Process model for data-driven business model generation
Year: 2017
Editor: Anja Maier, Stanko Škec, Harrison Kim, Michael Kokkolaras, Josef Oehmen, Georges Fadel, Filippo Salustri, Mike Van der Loos
Author: Benta, Christian; Wilberg, Julian; Hollauer, Christoph; Omer, Mayada
Series: ICED
Institution: Technical University of Munich, Germany
Section: Design Processes, Design Organisation and Management
Page(s): 347-356
Abstract
Digitalization is advancing fast and at the same time the volume of data is increasing. Examples from industry show that business models using big data can lead to competitive advantages. Currently the number of smart products is rising, which means more data will be available to engineering companies.

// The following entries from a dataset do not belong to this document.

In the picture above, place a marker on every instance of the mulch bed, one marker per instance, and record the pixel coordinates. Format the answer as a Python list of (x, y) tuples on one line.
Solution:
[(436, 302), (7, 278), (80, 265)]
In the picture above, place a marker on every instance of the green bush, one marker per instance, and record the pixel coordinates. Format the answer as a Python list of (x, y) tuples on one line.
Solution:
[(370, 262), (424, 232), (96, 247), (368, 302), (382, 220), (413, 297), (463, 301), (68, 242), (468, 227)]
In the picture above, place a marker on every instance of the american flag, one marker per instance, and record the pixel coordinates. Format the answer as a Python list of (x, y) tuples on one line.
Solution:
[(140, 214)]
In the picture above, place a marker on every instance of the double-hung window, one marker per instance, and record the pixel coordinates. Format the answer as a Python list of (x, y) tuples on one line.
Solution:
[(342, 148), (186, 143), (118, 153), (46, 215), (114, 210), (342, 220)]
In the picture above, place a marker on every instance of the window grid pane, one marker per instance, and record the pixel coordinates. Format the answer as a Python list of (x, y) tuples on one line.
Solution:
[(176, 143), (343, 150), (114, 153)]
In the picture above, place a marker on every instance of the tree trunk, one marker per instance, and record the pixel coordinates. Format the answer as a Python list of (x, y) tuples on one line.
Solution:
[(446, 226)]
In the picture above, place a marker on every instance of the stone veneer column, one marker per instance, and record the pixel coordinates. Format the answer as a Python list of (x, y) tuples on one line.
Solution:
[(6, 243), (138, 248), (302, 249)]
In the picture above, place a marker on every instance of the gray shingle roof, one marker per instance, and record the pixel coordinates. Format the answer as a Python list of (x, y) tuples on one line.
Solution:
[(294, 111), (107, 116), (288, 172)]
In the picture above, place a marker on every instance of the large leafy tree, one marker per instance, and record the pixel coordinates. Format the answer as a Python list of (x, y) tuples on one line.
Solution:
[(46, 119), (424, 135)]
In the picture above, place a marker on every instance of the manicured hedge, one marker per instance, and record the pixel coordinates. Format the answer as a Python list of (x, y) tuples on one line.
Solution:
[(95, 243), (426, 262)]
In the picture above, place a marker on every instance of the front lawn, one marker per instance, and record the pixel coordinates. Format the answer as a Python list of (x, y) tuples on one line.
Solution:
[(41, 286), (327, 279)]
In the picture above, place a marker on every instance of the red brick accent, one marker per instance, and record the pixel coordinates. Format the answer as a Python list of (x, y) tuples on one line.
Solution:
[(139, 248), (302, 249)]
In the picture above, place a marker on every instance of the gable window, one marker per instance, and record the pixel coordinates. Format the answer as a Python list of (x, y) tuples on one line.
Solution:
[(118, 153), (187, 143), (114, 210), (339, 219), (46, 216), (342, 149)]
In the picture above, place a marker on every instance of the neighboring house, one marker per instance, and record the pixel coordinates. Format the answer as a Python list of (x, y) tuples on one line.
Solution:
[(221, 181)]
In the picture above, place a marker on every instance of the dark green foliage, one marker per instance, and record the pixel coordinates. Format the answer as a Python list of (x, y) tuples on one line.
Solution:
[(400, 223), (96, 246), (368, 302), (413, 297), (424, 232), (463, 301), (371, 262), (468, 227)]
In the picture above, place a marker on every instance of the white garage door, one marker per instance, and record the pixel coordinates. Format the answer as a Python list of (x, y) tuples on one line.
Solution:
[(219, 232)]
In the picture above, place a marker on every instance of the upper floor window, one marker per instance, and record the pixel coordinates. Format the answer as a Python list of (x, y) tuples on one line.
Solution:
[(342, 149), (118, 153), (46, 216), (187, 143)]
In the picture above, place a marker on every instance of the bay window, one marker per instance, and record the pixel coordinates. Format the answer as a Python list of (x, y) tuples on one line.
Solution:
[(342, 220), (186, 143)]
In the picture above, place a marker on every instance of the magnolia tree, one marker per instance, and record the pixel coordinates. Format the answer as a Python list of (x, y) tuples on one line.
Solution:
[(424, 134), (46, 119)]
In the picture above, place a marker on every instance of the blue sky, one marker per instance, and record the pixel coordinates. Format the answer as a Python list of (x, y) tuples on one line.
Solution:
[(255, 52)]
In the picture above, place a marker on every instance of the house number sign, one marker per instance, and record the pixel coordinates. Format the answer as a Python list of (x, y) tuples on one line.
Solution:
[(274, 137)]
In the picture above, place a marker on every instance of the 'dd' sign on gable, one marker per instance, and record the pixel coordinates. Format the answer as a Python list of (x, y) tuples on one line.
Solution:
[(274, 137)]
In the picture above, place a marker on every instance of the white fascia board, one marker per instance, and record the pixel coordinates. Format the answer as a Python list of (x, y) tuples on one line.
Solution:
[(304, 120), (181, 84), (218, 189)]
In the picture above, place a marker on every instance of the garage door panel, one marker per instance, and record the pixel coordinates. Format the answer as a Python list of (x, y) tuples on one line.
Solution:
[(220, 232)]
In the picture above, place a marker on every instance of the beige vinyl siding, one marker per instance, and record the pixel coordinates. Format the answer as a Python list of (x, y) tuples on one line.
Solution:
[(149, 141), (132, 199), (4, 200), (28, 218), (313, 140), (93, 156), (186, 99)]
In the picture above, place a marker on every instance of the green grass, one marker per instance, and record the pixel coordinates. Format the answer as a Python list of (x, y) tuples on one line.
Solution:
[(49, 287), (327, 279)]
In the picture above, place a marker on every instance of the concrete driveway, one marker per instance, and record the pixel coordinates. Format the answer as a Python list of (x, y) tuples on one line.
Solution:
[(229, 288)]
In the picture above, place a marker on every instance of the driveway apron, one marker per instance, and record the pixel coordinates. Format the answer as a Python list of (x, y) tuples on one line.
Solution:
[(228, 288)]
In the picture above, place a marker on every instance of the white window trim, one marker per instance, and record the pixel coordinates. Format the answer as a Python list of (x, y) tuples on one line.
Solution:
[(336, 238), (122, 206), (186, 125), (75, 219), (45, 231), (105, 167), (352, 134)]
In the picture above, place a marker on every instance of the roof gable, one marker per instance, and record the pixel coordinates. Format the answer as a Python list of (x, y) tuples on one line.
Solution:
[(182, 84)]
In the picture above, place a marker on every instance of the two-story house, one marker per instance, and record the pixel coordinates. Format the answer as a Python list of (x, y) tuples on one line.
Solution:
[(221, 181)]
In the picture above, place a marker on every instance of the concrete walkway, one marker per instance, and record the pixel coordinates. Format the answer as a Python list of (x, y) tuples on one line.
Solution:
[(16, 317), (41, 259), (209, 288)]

The challenge is to extract additional profits and value from it. The literature review revealed that existing process models and methods for business model generation do not consider data in a distinct way. This paper synthesises existing work on business model generation and experience gained during a case study in an engineering student project to develop additional support for the generation of data-driven business models. The developed business model canvas helps to better outline the data requirements of business models. The developed process model describes the important phases for generating data-driven business models. The results of the case study indicate that the support helps to make the data perspective more visible and leads to new ideas. Furthermore, the support improves the coordination between product and business model development. The paper closes with a outlook.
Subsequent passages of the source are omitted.